The Federal Reserve’s industrial production index is broken down into three major industry groups: manufacturing, mining, and utilities. The index and its components are pegged to a 2007 level of 100. The most-watched segment is manufacturing, which increased 0.7 percent on the month to 96. The increase in the manufacturing component came in ahead of expectations but follows a minor contraction in July. The manufacturing index is up 2.6 points on the year, compared to a 2.7 point annual increase in the overall index.
The production of durable goods increased 2.5 percent on the month, while the index for consumer nondurable goods declined 0.3 percent, its fifth consecutive month without positive growth. The rebound in durable goods production was led in part by strong gains in the production of automotive products.
In general, the goods producing sector acts as a bellwether for the broader economy, helping inform investors about the economic backdrop against which they are making decisions. With this in mind, recent overall manufacturing conditions have been improving modestly.
Markit’s final U.S. Manufacturing Purchasing Managers’ Index for August declined from 53.7 in July to 53.1 in August, still indicating growth but at a slower rate than before. The decline was led by accelerating contraction in the stocks of purchases and stocks of finished goods components as firms reduced inventories. The backlogs of work component also fell into contraction between July and August.
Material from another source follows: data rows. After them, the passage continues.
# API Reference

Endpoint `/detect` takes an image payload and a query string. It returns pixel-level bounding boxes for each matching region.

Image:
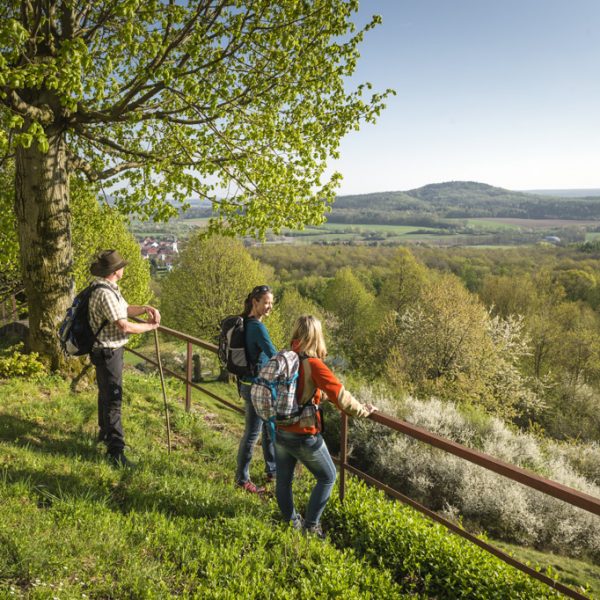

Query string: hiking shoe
[108,452,134,469]
[237,479,265,494]
[302,523,325,540]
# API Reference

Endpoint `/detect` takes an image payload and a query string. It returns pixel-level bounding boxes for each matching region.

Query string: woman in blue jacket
[235,285,277,494]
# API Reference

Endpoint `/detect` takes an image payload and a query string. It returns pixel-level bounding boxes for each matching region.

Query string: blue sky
[331,0,600,194]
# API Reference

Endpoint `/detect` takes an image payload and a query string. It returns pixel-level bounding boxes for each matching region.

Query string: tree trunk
[15,128,74,369]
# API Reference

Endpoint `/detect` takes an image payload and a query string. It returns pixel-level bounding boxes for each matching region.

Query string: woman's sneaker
[237,479,265,494]
[303,523,325,540]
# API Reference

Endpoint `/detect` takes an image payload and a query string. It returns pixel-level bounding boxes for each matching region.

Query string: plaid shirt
[89,277,129,348]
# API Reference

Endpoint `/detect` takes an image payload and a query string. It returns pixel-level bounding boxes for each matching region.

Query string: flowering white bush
[340,388,600,560]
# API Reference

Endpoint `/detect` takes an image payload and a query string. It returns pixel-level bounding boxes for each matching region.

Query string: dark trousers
[90,347,125,455]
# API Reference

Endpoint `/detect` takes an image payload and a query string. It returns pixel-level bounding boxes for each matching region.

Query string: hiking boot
[108,452,135,469]
[237,479,265,494]
[302,523,325,540]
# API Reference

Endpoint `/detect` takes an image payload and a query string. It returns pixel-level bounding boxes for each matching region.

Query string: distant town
[138,236,179,271]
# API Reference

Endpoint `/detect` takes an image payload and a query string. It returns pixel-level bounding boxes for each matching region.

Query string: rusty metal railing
[127,325,600,600]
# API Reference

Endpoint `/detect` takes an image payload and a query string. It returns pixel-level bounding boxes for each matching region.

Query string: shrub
[0,343,46,379]
[327,480,560,600]
[328,388,600,560]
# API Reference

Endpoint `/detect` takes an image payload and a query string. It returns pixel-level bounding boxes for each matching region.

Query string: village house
[139,237,179,270]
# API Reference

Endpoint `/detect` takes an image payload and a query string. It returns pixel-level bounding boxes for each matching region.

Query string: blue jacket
[245,317,277,378]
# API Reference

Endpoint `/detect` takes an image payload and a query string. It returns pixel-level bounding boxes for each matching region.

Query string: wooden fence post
[340,412,348,502]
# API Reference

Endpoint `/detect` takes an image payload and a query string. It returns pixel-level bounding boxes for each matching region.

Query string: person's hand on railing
[144,306,160,326]
[364,403,377,417]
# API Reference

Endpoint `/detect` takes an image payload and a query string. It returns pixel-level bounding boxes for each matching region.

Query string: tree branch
[4,88,54,125]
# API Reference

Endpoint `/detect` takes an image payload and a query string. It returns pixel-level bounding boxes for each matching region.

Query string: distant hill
[520,188,600,198]
[328,181,600,226]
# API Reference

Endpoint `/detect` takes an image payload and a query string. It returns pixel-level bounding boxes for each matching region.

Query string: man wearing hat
[89,250,160,467]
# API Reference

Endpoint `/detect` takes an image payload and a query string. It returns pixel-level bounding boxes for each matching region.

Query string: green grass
[0,370,592,599]
[491,540,600,598]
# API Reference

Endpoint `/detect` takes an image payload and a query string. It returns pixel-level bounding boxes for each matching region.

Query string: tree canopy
[0,0,388,367]
[0,0,392,233]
Declines were also registered in major components like output and new export orders, which both expanded for the month but at a slower rate than before. Input prices also continued to climb, with increases in the price of raw materials like oil and steel, but overall inflation was below a recent peak seen in July. Responding to these price pressures, output prices increased more quickly, but, overall, movement was relatively slow. Importantly, the new orders component increased, signaling expansion at a faster rate than before.
Separately, the Manufacturing Report on Business, compiled by the Institute for Supply Management, showed a modest improvement in manufacturing conditions in the United States in August.
The production component of the ISM index slowed from 65 in July to 62.4 in August but still showed expansion and, next to new orders, was the highest reading of any index for the month. Consistent with Markit’s findings, the ISM report showed a contraction in inventories. Data from the report suggest that there may be an increase in production in the coming months to replace inventory and satisfy the incoming demand.
The highly watched employment component declined by 1.1 points to 53.3 in August, still indicating growth but at a slower rate than before.
August’s industrial production data was broadly consistent with the manufacturing data.